では、このartificial materialという材料はどのようなものだろうか。ミズーリ大学では、この人工材料をMetamaterial(メタマテリアル)とも訳している。

メタマテリアルとは、非常に定義が広いようだ。広義には”ヒトによって創生された特別な機能を持つ物質”という意味合いで使われていて、また負の屈折率を持つ物質として、光を自在にコントロールする物質という特定の意味で使われているケースが日本では多い印象だ。

このミズーリ大学が開発した材料は、メタマテリアルというよりも人工材料(artificial material)という意味の方がマッチしているので、後者を使うことにする。

まず、人工材料の利活用シーンを説明したほうが分かりすいと思う。ミズーリ大学のGuoliang Huang教授は、次のように説明している。

“For example, we can apply this material to stealth technology in the aerospace industry by attaching the material to aerospace structures. It can help control and decrease noises coming from the aircraft, such as engine vibrations, which can increase its multifunctional capabilities.”(編集部訳:例えば、この素材を航空宇宙構造物に貼り付けることで、ステルス技術に応用することができます。エンジンの振動など、航空機から発生するノイズを低減することができ、多機能性を高めることができます)

つまり、この人工材料を航空分野や宇宙分野に活用できるという。例えば、エンジンの振動など発生する騒音を制御および低減するのだ。

ほかには、”For example, a drone making a delivery might evaluate its environment including wind direction, speed or wildlife, and automatically change course in order to complete the delivery safely.”(編集部訳:例えば、ドローンに用いることで、風向きや速度、野生動物などの環境を判断し、安全に配達を完了するために自動的にコースを変更することもできます)とも説明している。

では、宇宙・航空分野、ドローンの航行で活用できるというこの人工材料とはどのようなものなのだろうか。

下図のように圧電素子の上に、2つのアクチュエータと1つのセンサが付けられているビーム(梁)がある。圧電素子とは、素子に圧力が加わることで起電力が発生する材料のこと。イメージはこうだ。イレギュラーな変形がビームに発生したとしよう。

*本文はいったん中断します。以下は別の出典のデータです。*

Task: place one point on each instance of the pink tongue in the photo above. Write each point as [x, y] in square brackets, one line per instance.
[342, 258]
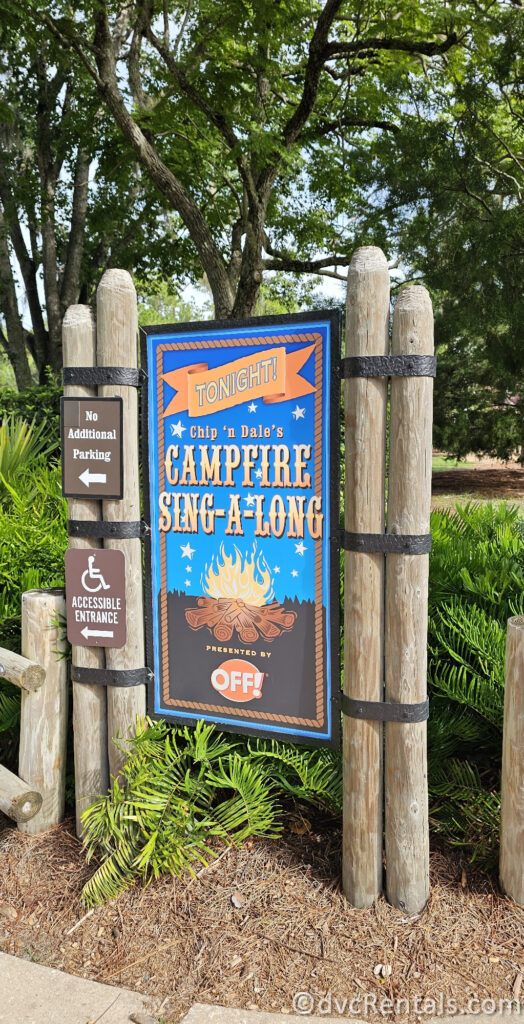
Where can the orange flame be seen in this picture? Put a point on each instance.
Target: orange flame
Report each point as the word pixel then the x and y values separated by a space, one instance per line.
pixel 243 579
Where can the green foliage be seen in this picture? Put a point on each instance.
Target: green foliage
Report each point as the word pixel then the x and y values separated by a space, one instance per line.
pixel 40 406
pixel 476 583
pixel 20 443
pixel 179 787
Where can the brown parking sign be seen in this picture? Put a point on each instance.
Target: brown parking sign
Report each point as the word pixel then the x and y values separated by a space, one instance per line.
pixel 95 593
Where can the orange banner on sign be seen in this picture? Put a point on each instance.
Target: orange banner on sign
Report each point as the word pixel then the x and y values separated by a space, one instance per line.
pixel 271 375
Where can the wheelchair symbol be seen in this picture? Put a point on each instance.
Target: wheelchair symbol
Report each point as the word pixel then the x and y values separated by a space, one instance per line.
pixel 93 574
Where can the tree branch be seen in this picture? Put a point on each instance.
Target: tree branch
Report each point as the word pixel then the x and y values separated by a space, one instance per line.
pixel 215 117
pixel 426 47
pixel 166 181
pixel 315 62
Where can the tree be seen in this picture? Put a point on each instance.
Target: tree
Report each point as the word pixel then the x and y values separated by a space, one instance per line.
pixel 239 112
pixel 451 190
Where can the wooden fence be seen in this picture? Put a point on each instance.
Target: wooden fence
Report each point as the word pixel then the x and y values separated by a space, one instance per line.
pixel 386 595
pixel 385 615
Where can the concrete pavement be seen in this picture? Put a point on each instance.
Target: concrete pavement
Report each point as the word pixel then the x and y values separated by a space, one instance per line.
pixel 31 993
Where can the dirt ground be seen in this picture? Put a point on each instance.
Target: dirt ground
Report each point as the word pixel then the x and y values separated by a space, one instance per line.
pixel 487 479
pixel 262 924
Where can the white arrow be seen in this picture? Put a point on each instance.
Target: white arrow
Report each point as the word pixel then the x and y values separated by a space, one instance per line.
pixel 96 633
pixel 88 477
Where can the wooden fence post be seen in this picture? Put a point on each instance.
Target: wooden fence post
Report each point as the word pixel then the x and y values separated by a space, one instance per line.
pixel 44 712
pixel 89 701
pixel 366 334
pixel 406 609
pixel 512 815
pixel 117 346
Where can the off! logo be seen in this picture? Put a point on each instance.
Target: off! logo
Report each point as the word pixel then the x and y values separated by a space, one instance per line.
pixel 237 680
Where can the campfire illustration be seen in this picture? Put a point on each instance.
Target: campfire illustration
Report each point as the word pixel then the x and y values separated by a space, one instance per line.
pixel 239 598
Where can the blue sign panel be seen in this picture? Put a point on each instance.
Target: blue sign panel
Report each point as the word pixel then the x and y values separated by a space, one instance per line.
pixel 242 425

このイレギュラーな変形とは、先述したドローンに加わる風やエンジンの振動と考えてほしい。このイレギュラーな変形が下図のfに見られるようなビームの中央部が変形すると、起電力が発生する。その起電力が、両サイドのアクチュエータにそれぞれが逆起電力となるように印加されるようにすると次に下図gのようにビームは変形する。

そして、この剪断の状態の後に、ビームは元の状態に戻るのだ。つまり、このイレギュラーな変形が発生したとしても、元の形状に材料が戻ってくれるので、エンジンの振動が抑制され、また、ドローンも計画していた航行してくれる、そんなイメージと理解できる。

  • 人口材料

    人工材料(出典:Nature Communications volume 12, Article number: 5935 (2021))

読者のなかには、人工材料から出ているワイヤーが気になるだろう。ちなみにこの繋がれているワイヤーは、伸長または収縮に比例した圧電素子からの起電力をセンサーから取得するため、また、アクチュエータを機械的に変形させるための電圧を印加するために使われている。そして、このワイヤーは、人工材料の自立的な変形になんら影響を与えるものではないという。

いかがだっただろうか。ミズーリ大学のGuoliang Huang教授は、この人工材料をハエトリグサが昆虫を捕らえるための素早い反応、カメレオンが皮膚の色を変えて周囲に溶け込む行動、松ぼっくりが空気の湿度の変化に応じて変形すること、などの自然界の現象を例に挙げて人工材料を例えている。

このように外部環境に応じて自立的に反応する材料があらゆるところで活用されるとなると世界はどのようになるだろうか、どのような利活用シーンが考えられるだろうか。考えただけでも興味深い。